Köder waren übrigens ein 28g Spöket in sehr dunklen Farben und ein Hansen Dart in Firetiger.
Petri


----------



## Nordangler (4. Oktober 2006)

*AW: Meerforellenfänge Oktober 2006*

Jungs ich gratuliere euch zu euren Fängen. So bringt das lesen Spaß.
angeliter was ziehste hier auch wech?

Sven


----------



## angeliter (4. Oktober 2006)

*AW: Meerforellenfänge Oktober 2006*

weiss auch nich, sven. das übliche eben – ausbildung, arbeit etc. ... bin ja aber nicht ganz weg, es gibt da noch n elternhaus bei schleswig! und bin immer noch im asv schleswig. :g immerhin gibt's hier um berlin dafür allerfeinste hechtseen, die sind in angeln ja eher mangelware ...

wie sieht's eigentlich an der treene aus? war da früher auch n paar mal, scheint mir aber eher still geworden zu sein um das frühere (?) mefo-spitzengewässer.


----------



## Rausreißer (4. Oktober 2006)

*AW: Meerforellenfänge Oktober 2006*



Medo schrieb:


> nun beginnt ja ersteinmal langsam der aufstieg und wir wollen hoffen, dass so viele fische wie möglich die tage mit dem erhöhten wasserständen in den bächen nutzen um ablaichen zu können.
> 
> und nur die silbernen zählen #h



Hmm, seit August (bei dem Regen) sind schon einige Meerforellen aufgestiegen
und fressen die Äschen weg.
Aber irgendwas ist ja immer  

Gernot #h


----------



## Meerfor1 (4. Oktober 2006)

*AW: Meerforellenfänge Oktober 2006*

Kurze Info von meinem Trip nach Süd-Jütland: 

- wechselhaftes Wetter (Wind, Regen, Sonne, teilweise Gewitter mit Angelpausen)
- warmes Wasser 16 °C
- 3 Mefos innerhalb von 24 Stunden (1 x 46 / 2 x 35 cm) alle silber
- Filur 21 g / Jensen Tobis 12g
- Guter Drill 

Bernd


----------



## Nordangler (5. Oktober 2006)

*AW: Meerforellenfänge Oktober 2006*



angeliter schrieb:


> weiss auch nich, sven. das übliche eben – ausbildung, arbeit etc. ... bin ja aber nicht ganz weg, es gibt da noch n elternhaus bei schleswig! und bin immer noch im asv schleswig. :g immerhin gibt's hier um berlin dafür allerfeinste hechtseen, die sind in angeln ja eher mangelware ...
> 
> wie sieht's eigentlich an der treene aus? war da früher auch n paar mal, scheint mir aber eher still geworden zu sein um das frühere (?) mefo-spitzengewässer.
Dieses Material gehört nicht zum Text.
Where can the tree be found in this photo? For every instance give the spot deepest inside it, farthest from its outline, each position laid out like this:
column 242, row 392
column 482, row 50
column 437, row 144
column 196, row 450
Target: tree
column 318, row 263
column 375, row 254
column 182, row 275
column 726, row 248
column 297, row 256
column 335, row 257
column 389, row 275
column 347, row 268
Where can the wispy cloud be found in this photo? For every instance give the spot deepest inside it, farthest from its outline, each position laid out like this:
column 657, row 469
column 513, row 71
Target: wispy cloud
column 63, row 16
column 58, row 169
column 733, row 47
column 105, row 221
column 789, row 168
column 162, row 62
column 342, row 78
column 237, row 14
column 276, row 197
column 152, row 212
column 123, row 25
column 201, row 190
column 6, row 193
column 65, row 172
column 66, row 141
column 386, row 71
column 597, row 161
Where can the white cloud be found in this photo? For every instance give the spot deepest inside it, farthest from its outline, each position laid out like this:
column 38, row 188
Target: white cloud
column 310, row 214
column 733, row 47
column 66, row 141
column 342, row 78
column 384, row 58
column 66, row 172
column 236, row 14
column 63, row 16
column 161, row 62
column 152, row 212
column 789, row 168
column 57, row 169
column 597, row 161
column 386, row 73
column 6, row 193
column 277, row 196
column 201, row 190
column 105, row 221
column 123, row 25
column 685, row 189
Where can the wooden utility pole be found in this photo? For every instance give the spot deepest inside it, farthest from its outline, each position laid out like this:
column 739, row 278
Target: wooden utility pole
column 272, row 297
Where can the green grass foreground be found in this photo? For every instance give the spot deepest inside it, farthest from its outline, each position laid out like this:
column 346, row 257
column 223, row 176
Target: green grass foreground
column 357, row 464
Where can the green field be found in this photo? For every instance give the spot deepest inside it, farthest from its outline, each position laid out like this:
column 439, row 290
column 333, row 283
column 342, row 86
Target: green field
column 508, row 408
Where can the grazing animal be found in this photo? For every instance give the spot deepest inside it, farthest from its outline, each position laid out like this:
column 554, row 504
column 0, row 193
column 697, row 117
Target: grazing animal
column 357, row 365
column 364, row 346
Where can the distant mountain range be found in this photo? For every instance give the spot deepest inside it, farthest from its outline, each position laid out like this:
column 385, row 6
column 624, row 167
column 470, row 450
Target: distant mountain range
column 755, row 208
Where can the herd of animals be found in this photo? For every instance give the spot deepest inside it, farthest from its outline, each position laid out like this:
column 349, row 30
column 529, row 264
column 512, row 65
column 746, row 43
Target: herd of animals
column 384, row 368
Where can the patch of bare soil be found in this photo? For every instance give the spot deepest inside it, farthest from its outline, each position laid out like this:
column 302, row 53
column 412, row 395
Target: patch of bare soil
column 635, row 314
Treene hat immer noch Spitzenecken für Forellen!!! Bafo und mefos ohne Ende wenn man weiß wo.
Und Hechtgewässer haben wir hier ja satt und reichlich!!
Wenn du mal wieder hier bist, kannst du dich ja mal melden.

Sven


----------



## angeliter (5. Oktober 2006)

*AW: Meerforellenfänge Oktober 2006*



> Und Hechtgewässer haben wir hier ja satt und reichlich!!



hehe, wusste doch, dass da n einspruch kommt!  hast ja recht –  aber wirklich kein vergleich zu brandenburg, glaub's mir! meld' mich bestimmt mal, vielleicht bin ich weihnachten wieder in sl! aber back to topic ...


----------



## Dr. Komix (5. Oktober 2006)

*AW: Meerforellenfänge Oktober 2006*

Ich war letztes WE auf Fehmarn. (Mit Freunidin).
Also nur mal 1 bis 2 Stunden ans Wasser um die Blinker/Wobbler vom Sommerrost zu befreien. 

Dann auf einmal: Hänger! Nein Fisch!:q 

Hat gut gezogen aber keine großen fluchten gemacht. MMM ein Dorsch? 

Und was wars? eine dicke braune Regenbogenforelle .

Als Haken raus und ab ins Wasser. Ein Angelkolege der dann fast neben mir stand hat sich wohl geärgert.


----------



## Kochtoppangler (5. Oktober 2006)

*AW: Meerforellenfänge Oktober 2006*



Dr. Komix schrieb:


> Und was wars? eine dicke braune Regenbogenforelle .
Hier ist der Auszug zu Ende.